Factorial Energy has achieved a significant milestone by earning the UN 38.3 safety certification for its 100Ah lithium-metal solid-state battery, making it the first company to receive this certification for a Li-metal solid-state battery of this size. The UN 38.3 standard involves a series of rigorous tests, ensuring safe transportation of lithium-ion and lithium-metal batteries by air, sea, or land. Factorial’s innovative FEST® (Factorial Electrolyte System Technology) solid-state battery offers up to 50% higher energy density and increased safety compared to conventional lithium-ion batteries.
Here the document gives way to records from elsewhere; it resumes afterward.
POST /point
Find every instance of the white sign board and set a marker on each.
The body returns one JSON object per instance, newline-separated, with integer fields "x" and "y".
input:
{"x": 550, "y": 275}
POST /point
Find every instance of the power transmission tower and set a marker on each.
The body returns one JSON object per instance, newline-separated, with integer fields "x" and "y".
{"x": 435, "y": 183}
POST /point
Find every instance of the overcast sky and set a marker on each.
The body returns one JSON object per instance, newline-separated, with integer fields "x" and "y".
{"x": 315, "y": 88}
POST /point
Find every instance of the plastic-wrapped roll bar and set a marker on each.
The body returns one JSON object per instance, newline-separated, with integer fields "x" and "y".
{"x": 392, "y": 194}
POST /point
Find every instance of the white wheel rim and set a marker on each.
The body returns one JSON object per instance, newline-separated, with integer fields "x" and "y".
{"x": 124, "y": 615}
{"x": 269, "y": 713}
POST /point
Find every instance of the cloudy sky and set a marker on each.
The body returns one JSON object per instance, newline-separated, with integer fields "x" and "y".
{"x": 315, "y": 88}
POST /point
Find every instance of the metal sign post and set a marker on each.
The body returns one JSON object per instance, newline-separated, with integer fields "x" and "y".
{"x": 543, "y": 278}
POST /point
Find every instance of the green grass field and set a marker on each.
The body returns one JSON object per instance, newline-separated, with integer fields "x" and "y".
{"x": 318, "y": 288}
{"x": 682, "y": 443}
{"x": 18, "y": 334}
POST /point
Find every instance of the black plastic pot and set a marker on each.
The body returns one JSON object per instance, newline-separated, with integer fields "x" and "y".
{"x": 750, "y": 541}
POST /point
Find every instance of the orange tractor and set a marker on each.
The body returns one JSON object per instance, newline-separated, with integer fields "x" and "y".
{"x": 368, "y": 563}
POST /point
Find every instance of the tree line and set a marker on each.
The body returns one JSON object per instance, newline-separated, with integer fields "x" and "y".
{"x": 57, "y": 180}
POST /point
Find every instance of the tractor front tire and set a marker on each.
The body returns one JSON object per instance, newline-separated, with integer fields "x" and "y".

Achievement signals safer high energy density batteries
Receiving the UN 38.3 certification shortly after the CES preview of the 100+Ah cell is a significant accomplishment for Factorial Energy. According to CEO Siyu Huang, this achievement indicates that the company is on the right track to developing safer high energy density batteries. The certification demonstrates Factorial’s focus on both performance and safety. The company is now looking forward to delivering 100+Ah batteries to its automotive partners, including Mercedes-Benz, Stellantis, and Hyundai Motor Company.
Revolutionising the battery industry with FEST® technology
Factorial Energy’s proprietary FEST® solid-state battery technology is set to revolutionise the battery industry. It is compatible with existing lithium-ion battery manufacturing equipment and has been scaled in 100Ah cells. FEST® leverages a solid electrolyte material, offering the potential for safe and reliable cell performance with high-capacity cathode and anode materials. The UN 38.3 certification enables Factorial to ship its 100+Ah cells globally to customers and partners, bringing the company one step closer to achieving automotive qualification.
European expansion and partnerships
Factorial Energy recently expanded its operations in Europe with a subsidiary in Germany in 2023. The company has also broken ground on a new manufacturing facility in Methuen, Massachusetts, in 2022. In 2021, Factorial announced collaborations with Mercedes-Benz and Stellantis after coming out of stealth mode. Such strategic partnerships with major carmakers will be crucial for the development and eventual integration of solid-state batteries into electric vehicles, with potential OEM EV integration by 2026.
Addressing the challenges of solid-state battery technology
Despite the potential advantages of solid-state batteries, such as higher energy densities and increased safety compared to lithium-ion batteries, they face performance issues such as slow charging and discharging. A recent study from Helmholtz Zentrum Berlin (HZB) revealed that sluggish lithium-ion transport in the composite cathode is responsible for these limitations. The challenge now lies in enabling faster ion delivery within the cathode composite to improve the performance of solid-state batteries.